Allianz, Generali and VIG prop up Czech coal companies, report finds
April 26, 2021
Insurance companies Allianz, Generali, and Vienna Insurance Group (VIG) continue to insure Czech coal companies despite pledged coal policies. Report by researchers from Re-Set, a Czech civil society organisation, finds that the insurers are underwriting climate-wrecking coal power plants and derailing decarbonisation both in Czech republic and the EU as a whole.
The report, Betting Against Our Future, details how Czech-owned coal firms – EPH, Sev.en Energy and ČEZ – are trying to prolong the operation of coal-based energy infrastructures beyond 2030, gambling on the failure of international climate policy as laid out in the Paris Agreement – with continued assistance from major European insurers.
Allianz, Generali and VIG continue to insure the Czech majority-state-owned energy corporation ČEZ, despite its confirmed plans to continue burning coal until 2050. Allianz is also insuring Sev-en Energy, the operator of, amongst others, the Počerady power plant, which belongs among the dirtiest in Europe. Allianz and Generali have also been confirmed to insure the EPH corporation of the Czech oligarch Daniel Křetínský, who’s subsidiary LEAG is operating the lignite mines and power plants in German Lusatia.
All three insurance companies have recently adopted policies to reduce exposure to coal in their portfolios in which they commit to not insure new coal projects. But this is not enough to ensure compliance with the targets of the Paris climate Agreement, which would in OECD countries necessitate a coal phase out by 2030 at the latest, the report notes.

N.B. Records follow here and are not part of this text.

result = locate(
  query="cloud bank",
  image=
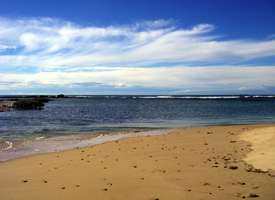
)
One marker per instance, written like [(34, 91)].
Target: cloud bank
[(152, 56)]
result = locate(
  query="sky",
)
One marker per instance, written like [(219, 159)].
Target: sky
[(137, 47)]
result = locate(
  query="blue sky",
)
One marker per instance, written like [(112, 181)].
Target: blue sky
[(137, 47)]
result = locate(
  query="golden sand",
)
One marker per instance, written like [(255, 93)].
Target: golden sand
[(191, 163)]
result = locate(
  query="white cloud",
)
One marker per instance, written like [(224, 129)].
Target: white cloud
[(177, 78), (70, 55), (50, 43)]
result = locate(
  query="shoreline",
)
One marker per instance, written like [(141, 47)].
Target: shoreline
[(192, 163), (90, 137)]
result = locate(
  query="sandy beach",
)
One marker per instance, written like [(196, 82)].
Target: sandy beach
[(219, 162)]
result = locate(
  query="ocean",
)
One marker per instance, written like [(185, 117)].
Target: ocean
[(84, 120)]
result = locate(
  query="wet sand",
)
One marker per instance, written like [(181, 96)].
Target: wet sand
[(190, 163)]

“Czech coal companies are utterly without scruple when it comes to the climate: not one of them has Paris-compatible plans to phase out coal. Both Sev.en Energy and EPH are keen to buy up dirty assets where more responsible companies have divested from coal. And insurers continue to support them while publicly touting ambitious coal exclusion policies. Allianz, Generali and VIG need to immediately close the loopholes in their policies and cease to do business with companies who fail to produce a credible plan to phase out coal by 2030,” says Josef Patočka, co-author of the report and researcher at Re-set.